Recordar a criação de Jaguar é também sinônimo de que já se ultrapassou a barreira dos 40. Aquela capa - extraordinariamente bem composta - ficou gravada, como uma tatuagem, na memória de tantos que àquela época não se rendiam à acomodação conveniente (e, na maior parte das vezes) bem remunerada.
Henfil celebrou a vida até o fim. Mesmo condenado à morte - naqueles anos ser soropositivo era literalmente uma sentença inapelável - trabalhou e lutou até o ultimo minuto. Subiu aos céus e lá desandou a pertubar o sono de justos e injustos. Mais ou menos o que nossa consciência nos cobra a cada novo dia.
A luta continua, para que a vida possa continuar. Valeu, Henfil!
6 comentários:
Seu texto seria mais confessional se dissesse que a tal bandeira vermelha era a bandeira do Partido dos Trabalhadores. Você não tem por que de ter vergonha do seu passado.

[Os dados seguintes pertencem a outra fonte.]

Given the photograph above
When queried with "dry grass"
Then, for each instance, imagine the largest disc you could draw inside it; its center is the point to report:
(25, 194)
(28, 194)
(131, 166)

Acho muito gostoso ter lembranças de mais de 4 décadas, sinal de que estou vivo, e ainda por cima esperando o dobro de lembranças, com um pequeno detalhe, com mais condições de fazer o que me vem a cabeça, pois já não tenho mais a responsabilidade que tinha aos 30 anos em criar meus filhos, tendo que engolir alguns sapos para manter a família.
Pena que Henfil não teve a mesma sorte nossa, e ainda hoje poder nos presentear com seu humor crítico a respeito de todos estes aloprados que comandam o nosso país, de Norte ao Sul.
Esta semana passou um programa especial sobre ele na televisão, o que nos fez matar um pouco da saudade.
Parabéns, Júnior.
Vida longa para você e para o Blog.
Abraços do
Alencar
Ao Anônimo das 04:49,
Não se preocupe. Não tenho vergonha nenhuma do meu passado e não lamento os 25 anos que dediquei ao Partido dos Trabalhadores. Sai do partido por vontade própria, pela porta da frente e lá deixei muitos amigos verdadeiros.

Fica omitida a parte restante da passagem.